Tecvayli drives response in smoldering MM
Researchers from the Dana-Farber Cancer Institute, in collaboration with J&J, presented data from the Phase II ImmunoPRISM trial (NCT05469893). This trial tested Tecvayli in patients with high-risk smoldering MM – a pre-malignant stage of MM.
A total of 59 patients were enrolled in the trial, receiving either teclistamab (Tec) as monotherapy (n=45), or lenalidomide plus dexamethasone (LenDex) (n=14) for 12 or 24 cycles, respectively. The primary endpoint was complete response (CR), with secondary endpoints including minimal residual disease (MRD) negativity, progression-free survival (PFS), and safety. After a median follow up of 23.4 months, Tec-treated patients outperformed the LenDex group, with a CR rate of 73% versus 0%, and MRD negativity was achieved in 81% in the Tec arm versus 0% in the LenDex arm. The two-year PFS rates were 92% in the Tec arm and 51% in the LenDex arm. Cytokine release syndrome (CRS) was observed in 71.1% of patients in the Tec arm (all grade 1/2), while rates of grade 3 or higher adverse events—mainly neutropenia (36% versus 79%), thrombocytopenia (4% versus 14%), and infections (20% versus 21.4%)—were all lower in the Tec arm. These results support the claim that Tec may be a suitable intervention for high-risk SMM patients.
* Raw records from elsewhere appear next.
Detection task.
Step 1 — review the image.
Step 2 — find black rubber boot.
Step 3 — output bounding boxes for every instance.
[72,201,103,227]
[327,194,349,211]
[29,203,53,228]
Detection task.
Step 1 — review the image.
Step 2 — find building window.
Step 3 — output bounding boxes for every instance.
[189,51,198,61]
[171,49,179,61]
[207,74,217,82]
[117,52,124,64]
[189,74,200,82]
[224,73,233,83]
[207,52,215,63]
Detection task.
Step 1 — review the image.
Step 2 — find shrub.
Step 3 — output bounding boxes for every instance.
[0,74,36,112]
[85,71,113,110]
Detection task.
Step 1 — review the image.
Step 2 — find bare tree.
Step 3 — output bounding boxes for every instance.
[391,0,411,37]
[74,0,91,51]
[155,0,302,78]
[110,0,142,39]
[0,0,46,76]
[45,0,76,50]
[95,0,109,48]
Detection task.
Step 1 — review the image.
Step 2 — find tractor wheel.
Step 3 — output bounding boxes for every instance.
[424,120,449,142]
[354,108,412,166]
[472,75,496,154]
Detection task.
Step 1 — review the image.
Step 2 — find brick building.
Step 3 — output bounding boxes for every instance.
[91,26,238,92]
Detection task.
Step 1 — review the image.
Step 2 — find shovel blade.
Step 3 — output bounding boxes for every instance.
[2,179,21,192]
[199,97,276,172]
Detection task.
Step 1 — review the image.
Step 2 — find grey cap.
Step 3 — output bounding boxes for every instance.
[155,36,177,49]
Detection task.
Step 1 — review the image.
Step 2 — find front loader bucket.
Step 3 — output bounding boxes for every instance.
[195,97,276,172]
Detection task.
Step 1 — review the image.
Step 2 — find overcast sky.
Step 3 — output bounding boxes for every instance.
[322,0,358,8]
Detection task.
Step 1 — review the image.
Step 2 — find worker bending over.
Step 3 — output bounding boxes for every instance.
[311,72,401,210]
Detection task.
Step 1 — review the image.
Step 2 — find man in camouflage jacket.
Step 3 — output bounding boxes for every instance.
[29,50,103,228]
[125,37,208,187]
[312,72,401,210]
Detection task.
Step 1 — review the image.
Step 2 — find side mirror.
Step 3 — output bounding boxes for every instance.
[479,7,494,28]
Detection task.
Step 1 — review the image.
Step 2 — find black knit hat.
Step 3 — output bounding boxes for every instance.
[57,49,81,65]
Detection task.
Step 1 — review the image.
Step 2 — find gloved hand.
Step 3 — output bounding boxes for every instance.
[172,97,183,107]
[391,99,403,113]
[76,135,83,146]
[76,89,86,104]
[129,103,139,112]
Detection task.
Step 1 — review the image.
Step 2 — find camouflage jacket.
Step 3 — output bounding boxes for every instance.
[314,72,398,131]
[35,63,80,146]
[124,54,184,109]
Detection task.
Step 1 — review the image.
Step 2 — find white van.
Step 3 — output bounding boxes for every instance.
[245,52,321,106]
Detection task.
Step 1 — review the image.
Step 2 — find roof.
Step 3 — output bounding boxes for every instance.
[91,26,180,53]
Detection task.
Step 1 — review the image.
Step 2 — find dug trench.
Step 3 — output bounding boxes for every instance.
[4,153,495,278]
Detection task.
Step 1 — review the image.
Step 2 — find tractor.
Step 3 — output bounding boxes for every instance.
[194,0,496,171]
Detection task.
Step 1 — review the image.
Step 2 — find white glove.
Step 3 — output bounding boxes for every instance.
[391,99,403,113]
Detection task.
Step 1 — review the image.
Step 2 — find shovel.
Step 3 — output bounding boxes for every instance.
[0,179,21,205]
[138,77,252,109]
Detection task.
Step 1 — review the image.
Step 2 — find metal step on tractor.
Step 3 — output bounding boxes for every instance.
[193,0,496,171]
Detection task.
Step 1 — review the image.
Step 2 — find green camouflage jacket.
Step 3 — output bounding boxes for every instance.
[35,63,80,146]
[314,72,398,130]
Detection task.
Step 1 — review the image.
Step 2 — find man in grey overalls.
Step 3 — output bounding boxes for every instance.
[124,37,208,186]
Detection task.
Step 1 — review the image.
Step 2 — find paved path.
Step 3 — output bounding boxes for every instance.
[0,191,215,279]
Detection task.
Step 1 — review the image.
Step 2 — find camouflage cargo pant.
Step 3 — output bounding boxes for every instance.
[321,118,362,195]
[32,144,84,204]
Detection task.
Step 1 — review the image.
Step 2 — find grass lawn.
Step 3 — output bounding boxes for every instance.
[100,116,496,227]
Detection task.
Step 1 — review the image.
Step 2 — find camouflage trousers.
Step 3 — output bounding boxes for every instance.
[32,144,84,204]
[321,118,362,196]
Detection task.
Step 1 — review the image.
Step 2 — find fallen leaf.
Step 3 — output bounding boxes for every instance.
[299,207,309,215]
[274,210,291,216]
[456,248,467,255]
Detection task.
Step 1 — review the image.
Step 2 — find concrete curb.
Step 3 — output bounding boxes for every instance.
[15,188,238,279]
Questions remain about whether there will be interest in pursuing a label expansion with Tecvayli for this population. This would greatly extend J&J’s reach as the only provider of targeted therapies approved for the treatment of high-risk SMM. Commercially, Tecvayli is performing well in MM. GlobalData’s patient-based forecast estimates that Tecvayli will have global sales of $1.85bn by 2032. It remains to be seen whether there is a clear place for Tecvayli as a preventative agent in the pre-malignant market.